OK, so it doesn’t look flipped so far. The reason is explained above, but let’s repeat: as the wrapping along the V axis is disabled, the image is now outside of the visible texture mapping. There are two things you can do. The first one is to enable the wrapping along the V axis:

Enabling wrapping to see the reflected image

Another option is to keep the wrapping disabled (which is good to avoid the color mixup on the wrapped edges) and use the Offset parameter instead to adjust the artwork position along the V axis and make it visible:

Adjusting offset to make the image visible without wrapping

On the image above I disabled the wrapping back and changed Offset V parameter to “1” and the flipped artwork is back. You can try other numbers there between 0 and 1 to see the artwork revealing.

Texture Filtering

The next option of the texture slot is Linear filtering. It might not be obvious if you turn it on and off for normal texture, but it makes sense when using a high–contrast low–res textures like checkers. Here is an example:

Texture filtering parameter in Boxshot texture slots

The ball on the left has a low–res checkers texture with the linear filtering option enabled, while the right one has that option disabled for the same texture. The difference is clearly visible on the texture edges: the shape on the left has smooth transitions between black and white parts of the texture, while the right shape has the sharp ones.

Linear filtering tells Boxshot to interpolate artwork textures and masks when rendering which gives you smooth transitions between pixels. When the filtering is disabled, Boxshot uses the “Nearest neighbor” algorithm to pick the artwork pixel, which gives sharp edges. The latter is good for masks or if the accent is made on the sharp edges in the artwork.

Obviously, the effect most visible on low–resolution textures, where the artwork pixels are big enough on the screen. High resolution artwork (unless properly mapped) will most likely have very small screen area covered by each pixel and interpolation mode will not be that visible.

Color Correction

Finally, the last block of parameters in the texture slot is about color correction. Here you can adjust the brightness and contras of the image and adjust its gamma level. It works pretty much the same as in any graphics or photo editor you use.

The Invert colors option at the bottom is useful for level masks, when you need to make black white and vice versa.

Texture Slot in Scene Properties

Besides materials, Boxshot uses texture slots for environment map and scene background. You can find them in the scene and lighting properties panels on the left. They work pretty much the same way with some exceptions.

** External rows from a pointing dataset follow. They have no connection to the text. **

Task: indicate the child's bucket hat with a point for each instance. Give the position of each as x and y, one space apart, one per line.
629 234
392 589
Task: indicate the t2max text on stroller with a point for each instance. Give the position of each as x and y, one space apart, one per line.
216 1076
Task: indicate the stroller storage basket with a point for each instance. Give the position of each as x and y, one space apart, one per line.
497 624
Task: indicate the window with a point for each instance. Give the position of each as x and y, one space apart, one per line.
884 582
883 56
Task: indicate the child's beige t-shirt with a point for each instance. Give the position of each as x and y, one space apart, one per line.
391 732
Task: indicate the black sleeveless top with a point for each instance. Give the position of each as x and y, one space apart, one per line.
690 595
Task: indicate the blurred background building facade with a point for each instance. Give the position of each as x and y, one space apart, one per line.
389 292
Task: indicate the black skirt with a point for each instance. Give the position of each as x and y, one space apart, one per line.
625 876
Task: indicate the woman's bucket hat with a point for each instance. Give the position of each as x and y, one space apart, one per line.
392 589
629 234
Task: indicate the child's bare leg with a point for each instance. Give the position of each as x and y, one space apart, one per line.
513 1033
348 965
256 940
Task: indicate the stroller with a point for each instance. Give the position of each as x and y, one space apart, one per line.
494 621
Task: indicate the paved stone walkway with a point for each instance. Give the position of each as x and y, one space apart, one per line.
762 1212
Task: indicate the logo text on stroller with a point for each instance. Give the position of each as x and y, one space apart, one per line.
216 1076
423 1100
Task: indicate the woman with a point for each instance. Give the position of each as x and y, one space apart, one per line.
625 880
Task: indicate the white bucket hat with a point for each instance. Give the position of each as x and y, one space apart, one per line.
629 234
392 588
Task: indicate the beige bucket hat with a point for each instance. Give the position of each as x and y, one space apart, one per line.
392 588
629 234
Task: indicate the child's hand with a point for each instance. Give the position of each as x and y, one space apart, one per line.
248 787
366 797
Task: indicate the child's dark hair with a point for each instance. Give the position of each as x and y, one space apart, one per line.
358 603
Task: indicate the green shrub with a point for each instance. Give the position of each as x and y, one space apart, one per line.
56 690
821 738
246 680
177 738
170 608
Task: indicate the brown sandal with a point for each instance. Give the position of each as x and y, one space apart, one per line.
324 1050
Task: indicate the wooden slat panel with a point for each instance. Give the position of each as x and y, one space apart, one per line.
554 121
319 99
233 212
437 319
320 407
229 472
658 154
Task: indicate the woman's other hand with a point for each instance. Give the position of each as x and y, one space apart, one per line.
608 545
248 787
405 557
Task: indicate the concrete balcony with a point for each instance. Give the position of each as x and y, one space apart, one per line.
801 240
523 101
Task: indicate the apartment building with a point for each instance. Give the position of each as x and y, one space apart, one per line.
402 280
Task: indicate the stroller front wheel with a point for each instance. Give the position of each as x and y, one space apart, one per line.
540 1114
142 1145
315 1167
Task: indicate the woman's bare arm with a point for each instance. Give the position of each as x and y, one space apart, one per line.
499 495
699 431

Scene background texture slot does not let you adjust texture cropping and UV mapping parameters like repeats, offsets and wrapping as Boxshot does not support that for scene background.

Environment texture slot also does not support texture cropping and UV mapping options, and also doesn’t support texture filtering, as Boxshot always use linear filtering for environment maps.

However, you can still adjust color correction for these textures, if needed.

That’s All!

That’s pretty much it. Once the texture slot is configured, you can click outside of it or to its top part to collapse it back and return to material editing.